Let G be a connected planar graph. Supopose, we know all cycles of G.

  • Is this enough to determine the length of the face boundaries ?

  • In particular, are the lengths of the face boundaries unique (independent
    from the concrete embedding) ?

  • How can the length of the outer face be calculated ?

    I know Eulers formula and that a maximal planar graph with $n$ vertices has
    $3n-6$ edges and all the faces are triangles. The sum of the boundary lengths
    must be twice the number of edges.

Best Answer

The answer to all your questions is no, in general. Simple example:

enter image description here

Here the left picture has one $5$-cycle face and three $3$-cycle faces, while the right picture has two $3$-cyle faces and two $4$-cycle faces. Both outer faces are of different lengths.

But all is not lost. The issue with the above example is that the graph is only $2$-connected. If a planar graph is $3$-connected, then the answer to your first two questions are yes!

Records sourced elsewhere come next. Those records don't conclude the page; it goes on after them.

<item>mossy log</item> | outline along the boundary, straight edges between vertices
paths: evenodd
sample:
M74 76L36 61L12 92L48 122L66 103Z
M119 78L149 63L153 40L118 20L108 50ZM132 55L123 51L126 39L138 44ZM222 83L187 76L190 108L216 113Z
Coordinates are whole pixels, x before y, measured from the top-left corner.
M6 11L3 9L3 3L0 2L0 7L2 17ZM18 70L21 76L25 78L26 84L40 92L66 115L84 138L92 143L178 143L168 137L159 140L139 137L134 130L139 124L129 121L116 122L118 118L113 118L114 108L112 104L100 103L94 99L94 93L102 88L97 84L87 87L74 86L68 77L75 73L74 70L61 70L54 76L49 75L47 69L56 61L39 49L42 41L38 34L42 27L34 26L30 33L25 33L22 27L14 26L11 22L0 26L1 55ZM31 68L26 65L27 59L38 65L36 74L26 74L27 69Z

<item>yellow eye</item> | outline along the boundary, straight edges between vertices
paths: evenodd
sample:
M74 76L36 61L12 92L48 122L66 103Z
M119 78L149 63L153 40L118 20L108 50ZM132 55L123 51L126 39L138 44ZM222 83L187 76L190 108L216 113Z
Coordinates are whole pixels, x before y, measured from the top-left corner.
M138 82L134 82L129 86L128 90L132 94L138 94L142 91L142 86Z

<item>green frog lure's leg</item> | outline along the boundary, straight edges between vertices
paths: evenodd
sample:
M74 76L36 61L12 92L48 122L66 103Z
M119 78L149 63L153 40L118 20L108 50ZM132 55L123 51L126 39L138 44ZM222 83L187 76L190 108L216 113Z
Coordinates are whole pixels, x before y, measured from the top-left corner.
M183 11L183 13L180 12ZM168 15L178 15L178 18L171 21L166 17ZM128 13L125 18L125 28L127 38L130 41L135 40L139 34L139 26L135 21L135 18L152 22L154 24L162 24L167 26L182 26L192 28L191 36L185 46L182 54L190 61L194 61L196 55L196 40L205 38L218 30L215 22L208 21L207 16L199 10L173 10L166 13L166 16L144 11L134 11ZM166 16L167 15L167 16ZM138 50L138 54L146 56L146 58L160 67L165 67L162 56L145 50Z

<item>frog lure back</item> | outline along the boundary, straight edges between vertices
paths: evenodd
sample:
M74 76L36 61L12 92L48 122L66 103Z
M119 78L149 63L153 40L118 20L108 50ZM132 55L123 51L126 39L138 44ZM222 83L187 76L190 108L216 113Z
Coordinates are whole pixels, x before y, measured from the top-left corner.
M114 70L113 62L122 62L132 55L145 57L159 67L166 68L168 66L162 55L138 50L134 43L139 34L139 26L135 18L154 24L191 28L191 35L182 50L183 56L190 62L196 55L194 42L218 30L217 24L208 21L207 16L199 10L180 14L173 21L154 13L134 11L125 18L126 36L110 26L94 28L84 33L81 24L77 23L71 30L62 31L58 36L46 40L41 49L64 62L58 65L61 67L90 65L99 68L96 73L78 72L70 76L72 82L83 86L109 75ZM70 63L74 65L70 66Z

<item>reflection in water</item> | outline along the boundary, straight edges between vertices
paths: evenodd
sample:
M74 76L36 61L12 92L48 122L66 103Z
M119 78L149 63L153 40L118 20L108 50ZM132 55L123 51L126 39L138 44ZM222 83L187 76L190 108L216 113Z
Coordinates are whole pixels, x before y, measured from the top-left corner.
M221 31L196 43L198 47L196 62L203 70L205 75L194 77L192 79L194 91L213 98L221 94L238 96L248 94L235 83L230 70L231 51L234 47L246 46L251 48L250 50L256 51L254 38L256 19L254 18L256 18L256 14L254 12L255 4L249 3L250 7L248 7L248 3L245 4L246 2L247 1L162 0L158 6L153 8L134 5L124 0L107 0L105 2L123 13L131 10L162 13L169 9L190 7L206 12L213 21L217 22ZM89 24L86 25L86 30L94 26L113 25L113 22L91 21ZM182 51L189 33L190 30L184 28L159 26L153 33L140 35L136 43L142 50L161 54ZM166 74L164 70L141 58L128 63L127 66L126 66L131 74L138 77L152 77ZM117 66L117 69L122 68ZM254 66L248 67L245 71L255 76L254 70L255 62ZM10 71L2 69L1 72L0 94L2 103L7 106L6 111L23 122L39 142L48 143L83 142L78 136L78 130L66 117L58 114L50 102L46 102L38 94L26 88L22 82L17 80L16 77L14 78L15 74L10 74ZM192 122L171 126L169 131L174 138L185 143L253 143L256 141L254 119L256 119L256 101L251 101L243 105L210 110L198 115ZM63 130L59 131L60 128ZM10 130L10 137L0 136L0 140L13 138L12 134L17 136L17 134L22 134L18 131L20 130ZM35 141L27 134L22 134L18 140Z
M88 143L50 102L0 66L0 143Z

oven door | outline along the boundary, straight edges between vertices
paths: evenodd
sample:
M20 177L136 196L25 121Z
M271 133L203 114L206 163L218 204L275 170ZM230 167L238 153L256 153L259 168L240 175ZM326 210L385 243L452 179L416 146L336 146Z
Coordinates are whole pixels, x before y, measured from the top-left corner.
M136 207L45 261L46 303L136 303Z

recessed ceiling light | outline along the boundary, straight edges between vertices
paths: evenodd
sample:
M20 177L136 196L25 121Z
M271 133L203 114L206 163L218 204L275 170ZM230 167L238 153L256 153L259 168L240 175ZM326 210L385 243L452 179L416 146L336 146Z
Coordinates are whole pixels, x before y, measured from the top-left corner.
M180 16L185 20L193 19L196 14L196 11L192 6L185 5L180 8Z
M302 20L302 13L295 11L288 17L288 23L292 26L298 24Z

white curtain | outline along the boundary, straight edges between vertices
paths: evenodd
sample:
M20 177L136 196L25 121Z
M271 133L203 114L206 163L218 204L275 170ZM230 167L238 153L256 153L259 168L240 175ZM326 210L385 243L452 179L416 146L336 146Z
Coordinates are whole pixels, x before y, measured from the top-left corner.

Very roughly speaking (see Diestel's book for the gory details), when $G$ is a planar $3$-connected graph, then the cycles that are faces (facial cycles) are exactly those induced cycles whose deletion does not disconnect $G$. Since this is a purely graph-theoretical property of the cycles, it implies affirmative answers to your first two questions.

I seem to recall a result stating that you can choose any facial cycle to be the outer face, so I think the answer to your third question is always no unless all faces have the same length, but I can't find a reference, and so I might be misremembering something. In any case, you can find a counterexample pretty easily: Here are two embeddings of a $3$-connected graph, but with different lengths of the outer cycle. Note that they both have two $5$-cycle faces and five $4$-cycle faces however.